Young Graphite in Old Rocks Challenges the Earliest Signs of Life
The team -- which includes researchers from Boston College, the Carnegie Institution of Washington, NASA's Johnson Space Center and the Naval Research Laboratory -- says new evidence from Canada's Hudson Bay region shows carbonaceous particles are millions of years younger than the rock in which they're found, pointing to the likelihood that the carbon was mixed in with the metamorphic rock later than the rock's earliest formation -- estimated to be 3.8 to 4.2 billion years ago.
The samples come from the Nuvvuagittuq Supracrustal Belt, a sedimentary banded iron formation located in the Archean Superior craton, one of Earth's ancient continental shields. Samples were subjected to a range of high-tech tests in an effort to more clearly characterize the carbon in the rock.
Traditional techniques used by scientists have involved collecting samples and crushing them into powder and then determining the bulk characteristics of carbon minerals. The new approach relies upon a variety of microscopy and spectroscopy methods to characterize intact micro-fabricated cross-sections of crystalline graphite removed from the rock samples. The results found that the carbon was very young compared to the age of these oldest rock samples ever unearthed.
"The characteristics of the poorly crystalline graphite within the samples are not consistent with the metamorphic history of the rock," said Boston College Assistant Professor of Earth and Environmental Sciences Dominic Papineau, a co-author of the report. "The carbon in the graphite is not as old as the rock. That can only ring a bell and require us to ask if we need to reconsider earlier studies."

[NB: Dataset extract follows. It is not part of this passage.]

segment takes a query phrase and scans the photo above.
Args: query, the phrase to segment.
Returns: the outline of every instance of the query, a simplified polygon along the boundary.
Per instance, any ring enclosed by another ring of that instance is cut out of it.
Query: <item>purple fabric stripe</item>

Nearly 4,000-million years old samples from Greenland have been used to develop the dominant time line regarding the emergence of the earliest biosphere. The recent findings suggest the biosphere may have emerged millions of years later, a hypothesis that now demands a rigorous study, said Papineau.
"It could be that researchers in the field need to go back to Greenland to restudy these rocks and determine if the the carbonaceous materials are in fact as old as the metamorphosed rock itself," Papineau said.